Francis Kasolo, che gestisce il centro di controllo dell’Ebola in Africa Occidentale per conto dell’OMS, con sede a Conakry, capitale della Guinea, ha dichiarato che l’Organizzazione ha mobilitato un’intensa risposta in ciascun paese colpito dall’epidemia, attirando personale da tutto il mondo.

“Si è verificato uno sfruttamento intenso delle risorse interne dell’OMS a causa dell’epidemia di Ebola e della risposta alle altre emergenze umanitarie scatenatesi contemporaneamente,” ha aggiunto Kasolo. “Noi faremo tutto il possibile per arrestare questa terribile epidemia e alleviare le sofferenze umane.”

Il duplice ruolo dell’OMS in casi di emergenza

L’OMS gioca un duplice ruolo durante le emergenze umanitarie. Da un lato, rappresenta l’autorità e guida tecnica sull’ampia gamma di problematiche sanitarie più importante al mondo. Dall’altro lato, invece, è l’agenzia leader per la sanità in occasione di crisi umanitarie, il che implica un importante compito di coordinamento in qualità di capo del “team” degli operatori sanitari che lavorano nei diversi ambienti d’emergenza.
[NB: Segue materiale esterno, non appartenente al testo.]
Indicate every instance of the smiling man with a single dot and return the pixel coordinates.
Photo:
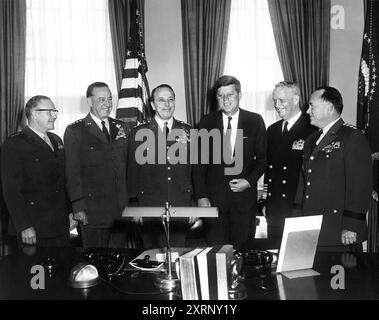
(336, 177)
(234, 195)
(285, 143)
(33, 176)
(158, 182)
(96, 156)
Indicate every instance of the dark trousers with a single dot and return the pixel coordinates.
(235, 224)
(154, 236)
(93, 237)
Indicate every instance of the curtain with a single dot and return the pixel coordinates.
(119, 16)
(12, 64)
(302, 35)
(68, 47)
(252, 57)
(205, 31)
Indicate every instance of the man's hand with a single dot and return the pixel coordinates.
(73, 222)
(28, 236)
(203, 202)
(137, 220)
(81, 217)
(239, 185)
(348, 237)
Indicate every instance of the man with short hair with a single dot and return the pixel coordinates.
(163, 179)
(96, 154)
(235, 194)
(285, 143)
(336, 177)
(33, 177)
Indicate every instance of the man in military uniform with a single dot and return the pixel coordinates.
(336, 179)
(33, 177)
(159, 178)
(285, 143)
(96, 155)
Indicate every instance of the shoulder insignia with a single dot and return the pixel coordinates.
(348, 125)
(17, 134)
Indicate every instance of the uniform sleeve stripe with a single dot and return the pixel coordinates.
(354, 215)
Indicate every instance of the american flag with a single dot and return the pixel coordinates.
(133, 104)
(368, 99)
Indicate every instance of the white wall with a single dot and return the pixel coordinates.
(164, 48)
(345, 53)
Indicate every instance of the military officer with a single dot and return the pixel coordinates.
(161, 179)
(33, 177)
(96, 154)
(285, 143)
(336, 178)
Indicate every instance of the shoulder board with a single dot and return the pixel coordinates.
(348, 125)
(182, 123)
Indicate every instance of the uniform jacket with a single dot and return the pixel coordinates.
(336, 181)
(284, 158)
(33, 178)
(210, 180)
(154, 184)
(96, 170)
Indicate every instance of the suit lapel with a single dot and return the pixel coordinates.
(329, 137)
(113, 129)
(35, 139)
(94, 129)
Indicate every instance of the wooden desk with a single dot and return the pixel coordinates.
(361, 279)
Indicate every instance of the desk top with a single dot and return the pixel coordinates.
(361, 279)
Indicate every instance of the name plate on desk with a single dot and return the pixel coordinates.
(206, 212)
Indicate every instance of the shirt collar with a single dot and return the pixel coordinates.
(162, 122)
(292, 121)
(40, 134)
(233, 122)
(98, 121)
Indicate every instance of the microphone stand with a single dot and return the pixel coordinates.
(167, 281)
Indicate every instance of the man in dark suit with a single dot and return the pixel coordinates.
(33, 177)
(336, 178)
(234, 192)
(285, 143)
(96, 155)
(161, 179)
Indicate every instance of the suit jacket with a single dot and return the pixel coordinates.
(96, 170)
(34, 183)
(154, 184)
(336, 181)
(284, 157)
(210, 180)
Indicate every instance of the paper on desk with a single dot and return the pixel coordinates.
(300, 273)
(299, 243)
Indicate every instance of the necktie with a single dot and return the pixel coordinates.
(166, 130)
(315, 139)
(47, 140)
(228, 140)
(285, 129)
(105, 131)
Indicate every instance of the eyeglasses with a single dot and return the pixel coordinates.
(51, 111)
(228, 97)
(104, 100)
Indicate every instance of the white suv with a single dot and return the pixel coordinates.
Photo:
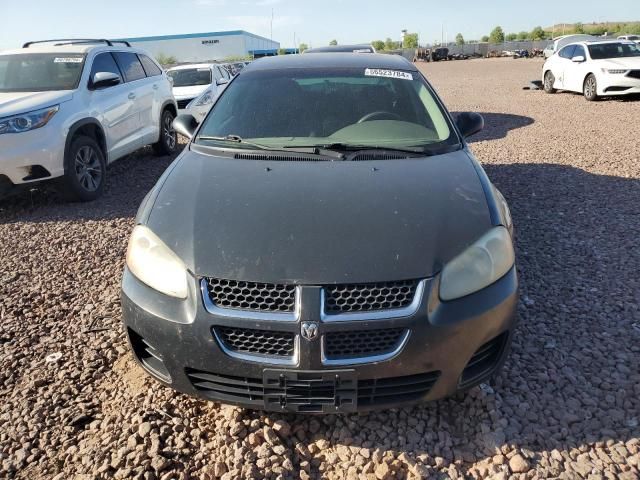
(68, 108)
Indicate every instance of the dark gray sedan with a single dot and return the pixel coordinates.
(325, 243)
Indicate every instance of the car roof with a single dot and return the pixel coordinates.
(191, 65)
(72, 49)
(331, 60)
(340, 48)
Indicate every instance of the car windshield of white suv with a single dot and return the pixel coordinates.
(40, 72)
(614, 50)
(350, 107)
(191, 77)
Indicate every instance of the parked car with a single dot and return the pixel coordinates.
(68, 108)
(631, 38)
(342, 49)
(439, 53)
(199, 106)
(595, 69)
(354, 258)
(190, 81)
(564, 40)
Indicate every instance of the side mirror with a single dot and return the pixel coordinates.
(104, 80)
(469, 123)
(186, 125)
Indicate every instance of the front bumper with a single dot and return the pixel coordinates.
(450, 346)
(34, 155)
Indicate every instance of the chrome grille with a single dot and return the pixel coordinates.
(258, 297)
(363, 343)
(369, 296)
(256, 342)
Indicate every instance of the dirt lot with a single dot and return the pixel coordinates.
(567, 403)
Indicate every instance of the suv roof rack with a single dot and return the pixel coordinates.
(75, 41)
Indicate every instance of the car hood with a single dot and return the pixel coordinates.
(189, 92)
(319, 222)
(620, 63)
(13, 103)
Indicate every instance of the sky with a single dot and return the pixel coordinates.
(312, 22)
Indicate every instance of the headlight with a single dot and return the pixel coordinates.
(153, 263)
(480, 265)
(27, 121)
(205, 99)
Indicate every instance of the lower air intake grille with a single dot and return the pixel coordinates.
(369, 296)
(256, 342)
(260, 297)
(484, 360)
(396, 389)
(363, 343)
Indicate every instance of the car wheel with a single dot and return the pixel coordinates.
(168, 140)
(590, 88)
(85, 170)
(549, 80)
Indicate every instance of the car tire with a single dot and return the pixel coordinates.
(85, 170)
(168, 141)
(549, 80)
(590, 88)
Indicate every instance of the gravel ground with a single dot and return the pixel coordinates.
(566, 405)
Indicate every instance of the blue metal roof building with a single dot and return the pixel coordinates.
(207, 46)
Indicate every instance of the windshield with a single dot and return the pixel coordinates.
(190, 77)
(316, 107)
(614, 50)
(40, 72)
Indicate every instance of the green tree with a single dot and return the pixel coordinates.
(378, 45)
(537, 34)
(496, 35)
(166, 59)
(410, 40)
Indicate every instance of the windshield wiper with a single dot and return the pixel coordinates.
(314, 150)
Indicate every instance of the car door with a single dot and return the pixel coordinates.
(140, 91)
(564, 66)
(575, 74)
(161, 91)
(114, 108)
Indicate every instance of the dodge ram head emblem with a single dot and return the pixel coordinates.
(309, 330)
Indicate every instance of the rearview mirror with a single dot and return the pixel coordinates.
(186, 125)
(469, 123)
(104, 80)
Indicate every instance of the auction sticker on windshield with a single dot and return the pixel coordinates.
(376, 72)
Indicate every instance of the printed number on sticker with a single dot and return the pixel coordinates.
(376, 72)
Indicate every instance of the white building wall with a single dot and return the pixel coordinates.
(186, 48)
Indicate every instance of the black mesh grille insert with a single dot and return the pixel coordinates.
(344, 345)
(395, 389)
(260, 297)
(484, 360)
(256, 342)
(369, 296)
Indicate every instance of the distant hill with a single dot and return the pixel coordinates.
(595, 28)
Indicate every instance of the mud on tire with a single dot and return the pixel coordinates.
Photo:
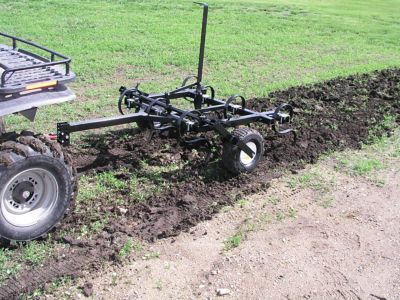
(236, 160)
(37, 185)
“Noi saremo sempre un’agenzia tecnica specializzata, ma bisogna riconoscere che noi dobbiamo e necessitiamo avere delle basi robuste per operare in ambienti colpiti dalle crisi” ha dichiarato Aylward. “Durante le crisi umanitarie, il nostro ruolo di leadership ci obbliga ad intervenire come fornitore di servizi sanitari soltanto in extremis. Questo può riguardare qualsiasi attività, dal coordinare la messa in pratica di strategie sanitarie multiple nelle varie comunità – come le campagne di immunizzazione e l’equipaggiamento delle strutture sanitarie – fino alla fornitura di effettivi servizi sanitari.” 

Questo ruolo sta diventando sempre più cruciale per l’OMS a causa del calo del numero degli operatori sanitari che lavorano nelle emergenze. Dal momento che aumentano i rischi per la sicurezza, soprattutto per gli operatori sanitari, e poiché sono in aumento anche i costi per le operazioni, oggi - diversamente dal passato - molte organizzazioni non conducono più le loro operazioni in loco, ovvero direttamente nel paese in stato d’emergenza. Un esempio lampante è dato dal caso in Iraq: lì la risposta del settore sanitario gestito dall’OMS ha coinvolto soltanto 13 organizzazioni partner. Più di 40 organizzazioni lavorano nella Sezione Acqua e Igene.

Rick Brennan, Direttore del Dipartimento di Gestione del Rischio di Emergenza e Risposta Umanitaria dell’OMS, ha dichiarato che, a parte le mega-emergenze, l’Organizzazione stava ancora affrontando crisi multiple, che includevano quelle in Afghanistan, Repubblica Democratica de Congo, Gaza, Mali, Pakistan, Ucraina e Yemen.

“Nonostante gli sforzi dell’Organizzazione, l’OMS non ha mai lavorato in maniera così efficace di fronte a emergenze multiple,” ha affermato Brennan. “Pagando gli stipendi agli operatori sanitari nella Repubblica Centrafricana e in Sud Sudan per favorire il ritorno a lavoro, o procurando una grande quantità di scorte e provviste per l’epidemia di Ebola, oppure  fornendo medicinali e servizi sanitari nel pieno di violenti conflitti in Syria e Iraq, le implicazioni per noi sono enormi.”

“Mai prima di oggi siamo stati così dipendenti dalla solidarietà, generosità e dall’impegno risoluto della comunità internazionale per assistere i più bisognosi di supporto sanitario e umanitario sparsi nel mondo.”